Samsung is embroiled in a health controversy over its potentially dangerous work environments. In 2011, a Seoul administrative court said there was a high probability that Hwang Yu-mi, who died from leukemia in 2007, contracted the disease after coming in contact with dangerous chemicals at a Samsung plant in Suwon. Hwang was one of a number of employees who fell ill after working at a Samsung plant: a documentary released last month uncovered 56 cases of leukemia and other blood cancers among Samsung workers.

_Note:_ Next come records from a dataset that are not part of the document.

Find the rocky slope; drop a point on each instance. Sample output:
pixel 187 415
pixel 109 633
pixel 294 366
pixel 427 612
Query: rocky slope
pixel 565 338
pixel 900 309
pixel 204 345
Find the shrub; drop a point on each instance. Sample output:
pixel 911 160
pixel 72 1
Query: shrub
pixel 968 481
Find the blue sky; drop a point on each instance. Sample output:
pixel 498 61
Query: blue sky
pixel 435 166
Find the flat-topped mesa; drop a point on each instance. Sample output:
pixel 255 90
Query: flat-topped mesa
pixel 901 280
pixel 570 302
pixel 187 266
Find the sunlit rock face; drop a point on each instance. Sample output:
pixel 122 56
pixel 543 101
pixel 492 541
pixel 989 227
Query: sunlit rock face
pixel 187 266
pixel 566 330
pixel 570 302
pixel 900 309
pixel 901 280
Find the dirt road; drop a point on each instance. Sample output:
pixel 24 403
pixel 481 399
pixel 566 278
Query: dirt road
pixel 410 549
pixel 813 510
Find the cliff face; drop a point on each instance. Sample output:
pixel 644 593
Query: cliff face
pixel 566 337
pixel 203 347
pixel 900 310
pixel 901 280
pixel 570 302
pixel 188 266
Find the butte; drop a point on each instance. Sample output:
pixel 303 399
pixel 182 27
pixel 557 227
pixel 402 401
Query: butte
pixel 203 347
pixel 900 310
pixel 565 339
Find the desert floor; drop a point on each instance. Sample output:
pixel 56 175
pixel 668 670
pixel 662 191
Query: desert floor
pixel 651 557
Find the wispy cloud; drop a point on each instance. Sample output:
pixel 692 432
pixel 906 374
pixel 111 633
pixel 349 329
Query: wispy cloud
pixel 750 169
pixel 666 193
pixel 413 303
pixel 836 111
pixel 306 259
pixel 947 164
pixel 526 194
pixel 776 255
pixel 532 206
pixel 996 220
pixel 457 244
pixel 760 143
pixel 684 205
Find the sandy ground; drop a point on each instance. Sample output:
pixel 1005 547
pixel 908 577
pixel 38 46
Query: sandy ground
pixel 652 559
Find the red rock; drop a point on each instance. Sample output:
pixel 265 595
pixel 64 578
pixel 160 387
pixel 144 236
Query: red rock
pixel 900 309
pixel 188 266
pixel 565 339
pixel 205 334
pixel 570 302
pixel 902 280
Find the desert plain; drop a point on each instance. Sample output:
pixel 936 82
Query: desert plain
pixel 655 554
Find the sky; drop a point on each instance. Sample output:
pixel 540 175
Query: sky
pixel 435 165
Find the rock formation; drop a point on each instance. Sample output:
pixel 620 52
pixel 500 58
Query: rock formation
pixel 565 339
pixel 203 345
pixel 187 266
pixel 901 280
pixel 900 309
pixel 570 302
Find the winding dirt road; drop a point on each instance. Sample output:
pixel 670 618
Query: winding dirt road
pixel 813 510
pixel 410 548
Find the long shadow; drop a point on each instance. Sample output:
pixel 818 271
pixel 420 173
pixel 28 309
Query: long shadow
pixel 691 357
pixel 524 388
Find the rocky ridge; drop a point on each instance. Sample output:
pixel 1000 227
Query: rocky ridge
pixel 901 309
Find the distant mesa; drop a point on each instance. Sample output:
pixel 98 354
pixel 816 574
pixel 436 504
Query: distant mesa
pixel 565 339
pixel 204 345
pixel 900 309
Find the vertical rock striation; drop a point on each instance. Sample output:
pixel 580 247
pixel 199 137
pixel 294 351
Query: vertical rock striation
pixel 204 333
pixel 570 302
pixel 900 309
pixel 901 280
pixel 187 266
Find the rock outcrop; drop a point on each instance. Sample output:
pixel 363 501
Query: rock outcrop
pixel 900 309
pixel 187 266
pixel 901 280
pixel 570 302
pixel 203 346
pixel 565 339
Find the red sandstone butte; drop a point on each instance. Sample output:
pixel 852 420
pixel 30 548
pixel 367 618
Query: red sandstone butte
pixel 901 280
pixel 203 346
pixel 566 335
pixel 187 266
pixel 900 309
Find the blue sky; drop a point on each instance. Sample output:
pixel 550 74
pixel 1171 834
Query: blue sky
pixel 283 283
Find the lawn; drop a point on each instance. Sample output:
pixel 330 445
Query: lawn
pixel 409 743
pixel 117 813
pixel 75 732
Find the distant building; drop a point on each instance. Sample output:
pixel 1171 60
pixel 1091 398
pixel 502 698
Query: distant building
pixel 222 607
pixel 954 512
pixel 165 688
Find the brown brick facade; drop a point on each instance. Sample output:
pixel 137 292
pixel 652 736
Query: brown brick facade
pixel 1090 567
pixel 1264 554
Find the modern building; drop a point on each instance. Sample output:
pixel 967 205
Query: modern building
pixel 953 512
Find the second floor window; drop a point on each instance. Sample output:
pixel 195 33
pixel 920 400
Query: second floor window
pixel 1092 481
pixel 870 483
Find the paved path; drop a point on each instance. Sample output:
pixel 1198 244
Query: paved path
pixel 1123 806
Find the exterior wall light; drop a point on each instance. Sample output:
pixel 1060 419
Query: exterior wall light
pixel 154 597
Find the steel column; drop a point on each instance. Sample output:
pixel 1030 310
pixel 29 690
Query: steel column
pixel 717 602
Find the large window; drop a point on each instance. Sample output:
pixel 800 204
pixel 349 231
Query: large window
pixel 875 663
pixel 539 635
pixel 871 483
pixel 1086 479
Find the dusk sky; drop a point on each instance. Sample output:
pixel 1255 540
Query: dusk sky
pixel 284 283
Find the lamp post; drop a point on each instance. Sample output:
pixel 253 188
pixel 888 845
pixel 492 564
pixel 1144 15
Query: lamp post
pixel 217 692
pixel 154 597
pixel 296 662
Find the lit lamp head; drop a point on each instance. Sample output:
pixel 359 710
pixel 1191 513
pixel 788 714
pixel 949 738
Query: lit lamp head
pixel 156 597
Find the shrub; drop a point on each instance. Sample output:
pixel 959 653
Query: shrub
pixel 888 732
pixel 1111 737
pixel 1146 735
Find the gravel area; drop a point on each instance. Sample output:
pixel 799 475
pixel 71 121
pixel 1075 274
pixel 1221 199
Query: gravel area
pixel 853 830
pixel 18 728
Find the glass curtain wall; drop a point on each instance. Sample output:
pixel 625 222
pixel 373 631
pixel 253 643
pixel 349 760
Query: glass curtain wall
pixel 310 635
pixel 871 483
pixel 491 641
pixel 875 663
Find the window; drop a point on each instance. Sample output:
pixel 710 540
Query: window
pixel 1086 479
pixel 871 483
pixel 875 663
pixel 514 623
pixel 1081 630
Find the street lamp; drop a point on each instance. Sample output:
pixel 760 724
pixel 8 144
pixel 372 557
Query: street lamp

A Seoul court said there was a high probability dangerous chemicals caused Hwang Yu-mi's death

The Korean company was accused of trying to use its considerable influence in its home country to downplay health concerns. Leaked text messages suggest Samsung allegedly pressured news publications from covering a movie about Hwang, called Another Promise. Last month, Bloomberg Businessweek used the launch of Samsung's Galaxy S5 smartphone to tell Hwang's story, along with the story of her colleague Lee Suk-yeong. Lee, who worked alongside Hwang in Suwon, also died from leukemia.